Come è la situazione in Cina?

L'emergenza in molte regioni e città è completamente rientrata, anche se sono ancora attive le quarantene per chi si sposta. Il livello di allerta è ancora molto alto, soprattutto nelle grandi metropoli, ma ormai siamo fuori pericolo. Al di fuori di Wuhan i nuovi contagi sono poco più di una manciata. Qui mi sento tranquillo, tutelato e al sicuro.

 

Cosa consigli agli italiani?

Il mio consiglio è di seguire le direttive e se possibile essere ancora più severi.
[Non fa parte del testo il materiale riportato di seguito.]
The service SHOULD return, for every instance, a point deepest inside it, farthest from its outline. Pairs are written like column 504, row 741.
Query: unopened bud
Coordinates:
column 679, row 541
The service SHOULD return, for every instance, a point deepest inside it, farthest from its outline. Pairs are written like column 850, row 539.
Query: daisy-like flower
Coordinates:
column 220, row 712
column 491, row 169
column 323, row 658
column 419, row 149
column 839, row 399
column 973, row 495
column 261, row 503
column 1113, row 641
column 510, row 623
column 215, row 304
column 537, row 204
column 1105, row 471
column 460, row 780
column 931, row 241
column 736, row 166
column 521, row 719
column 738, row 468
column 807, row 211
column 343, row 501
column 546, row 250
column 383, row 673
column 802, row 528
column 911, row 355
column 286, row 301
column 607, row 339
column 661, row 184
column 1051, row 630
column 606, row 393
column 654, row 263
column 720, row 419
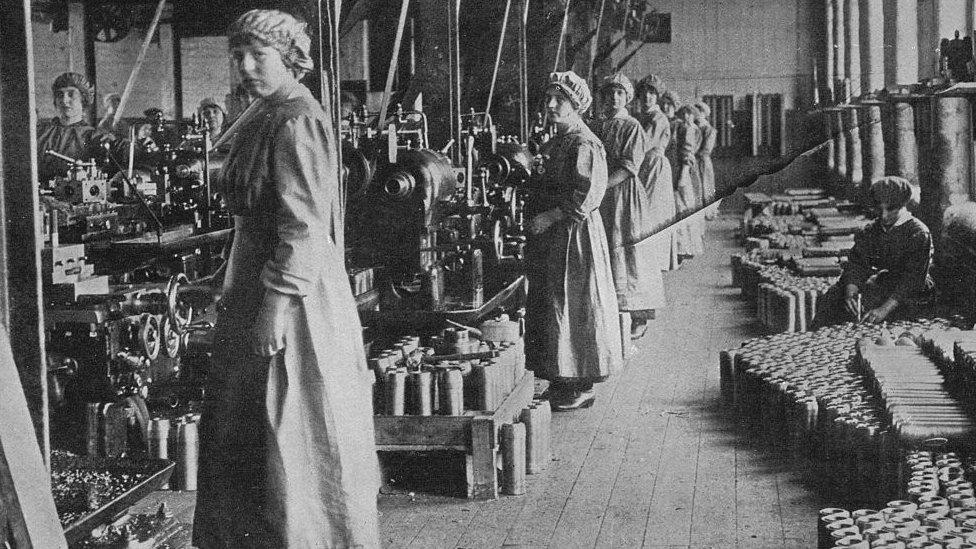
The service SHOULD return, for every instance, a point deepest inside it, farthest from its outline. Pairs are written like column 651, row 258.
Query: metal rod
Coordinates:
column 404, row 8
column 562, row 36
column 595, row 45
column 523, row 74
column 498, row 55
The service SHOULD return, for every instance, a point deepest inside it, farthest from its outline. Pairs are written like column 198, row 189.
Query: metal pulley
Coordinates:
column 419, row 170
column 171, row 339
column 510, row 165
column 150, row 335
column 177, row 310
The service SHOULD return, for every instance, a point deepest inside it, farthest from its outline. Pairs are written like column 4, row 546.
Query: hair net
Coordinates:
column 894, row 191
column 77, row 81
column 703, row 108
column 669, row 97
column 574, row 87
column 685, row 109
column 619, row 81
column 280, row 30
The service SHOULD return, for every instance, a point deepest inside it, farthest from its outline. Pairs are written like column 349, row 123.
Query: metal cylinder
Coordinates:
column 189, row 454
column 831, row 147
column 831, row 50
column 513, row 459
column 419, row 402
column 872, row 143
column 840, row 154
column 951, row 157
column 853, row 153
column 476, row 285
column 92, row 421
column 159, row 438
column 452, row 392
column 396, row 389
column 904, row 148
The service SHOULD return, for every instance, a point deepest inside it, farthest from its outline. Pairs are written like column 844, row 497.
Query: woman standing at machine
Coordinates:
column 627, row 209
column 687, row 184
column 655, row 172
column 287, row 448
column 704, row 155
column 572, row 330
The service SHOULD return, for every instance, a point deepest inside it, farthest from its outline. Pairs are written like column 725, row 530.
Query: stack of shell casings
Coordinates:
column 916, row 397
column 177, row 439
column 804, row 393
column 961, row 373
column 762, row 225
column 407, row 383
column 786, row 302
column 786, row 241
column 938, row 510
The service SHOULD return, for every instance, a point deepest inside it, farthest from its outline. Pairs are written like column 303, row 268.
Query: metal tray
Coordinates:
column 159, row 471
column 413, row 317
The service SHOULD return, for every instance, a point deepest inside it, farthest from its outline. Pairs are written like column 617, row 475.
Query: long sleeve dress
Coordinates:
column 884, row 263
column 288, row 453
column 74, row 140
column 705, row 166
column 628, row 217
column 655, row 174
column 687, row 187
column 572, row 329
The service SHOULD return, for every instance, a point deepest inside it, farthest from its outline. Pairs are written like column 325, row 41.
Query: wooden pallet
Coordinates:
column 475, row 433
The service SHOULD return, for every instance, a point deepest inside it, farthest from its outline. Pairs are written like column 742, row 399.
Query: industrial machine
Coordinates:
column 439, row 237
column 125, row 325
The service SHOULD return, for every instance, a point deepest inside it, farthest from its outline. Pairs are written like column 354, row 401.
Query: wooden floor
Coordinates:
column 655, row 463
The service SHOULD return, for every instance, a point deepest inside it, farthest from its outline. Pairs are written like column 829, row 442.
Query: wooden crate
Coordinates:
column 474, row 433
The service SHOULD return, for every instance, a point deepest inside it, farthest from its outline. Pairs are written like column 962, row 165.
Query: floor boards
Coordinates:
column 655, row 463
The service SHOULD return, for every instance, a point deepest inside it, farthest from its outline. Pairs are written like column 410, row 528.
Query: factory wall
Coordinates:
column 937, row 19
column 735, row 47
column 206, row 67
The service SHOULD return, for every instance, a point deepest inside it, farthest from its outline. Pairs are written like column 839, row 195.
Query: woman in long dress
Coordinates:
column 687, row 182
column 572, row 328
column 627, row 209
column 655, row 172
column 705, row 166
column 287, row 455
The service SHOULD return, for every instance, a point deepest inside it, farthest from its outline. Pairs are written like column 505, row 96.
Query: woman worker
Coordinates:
column 888, row 267
column 655, row 172
column 572, row 329
column 687, row 181
column 708, row 136
column 287, row 450
column 627, row 210
column 69, row 133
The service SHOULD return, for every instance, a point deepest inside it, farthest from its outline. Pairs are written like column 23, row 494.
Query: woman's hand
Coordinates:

Chi le ha, porti le mascherine, qui obbligatorie per entrare in luoghi pubblici come i supermercati. Chi può lavori da casa o insista con il proprio datore di lavoro per poterlo fare. In questi momenti bisogna portare pazienza, tutto si risolverà se la popolazione collabora, ma se si continua a far finta di nulla, sarà una tragedia. Le zone rosse sono più sicure delle altre, perché si sono già adottate misure più severe. Non tentate di fuggire, mettersi in viaggio è peggio sia per voi che per tutti coloro che incontrerete. In questo momento sospendete il giudizio per un po', evitate di incappare in logiche complottiste. Non è il momento di protestare è il momento di collaborare. Quando tutto sarà finito ricominciate le vostre lotte, oggi lottare e scendere in piazza significa compromettere il diritto alla salute del prossimo. Siate responsabili!

Le parole di Alessandro sono chiare: occorre responsabilità di tutti, l'invito è di uscire dal nostro orticello di benessere mentale costruito sull'egoismo e "ripensare alla collettività".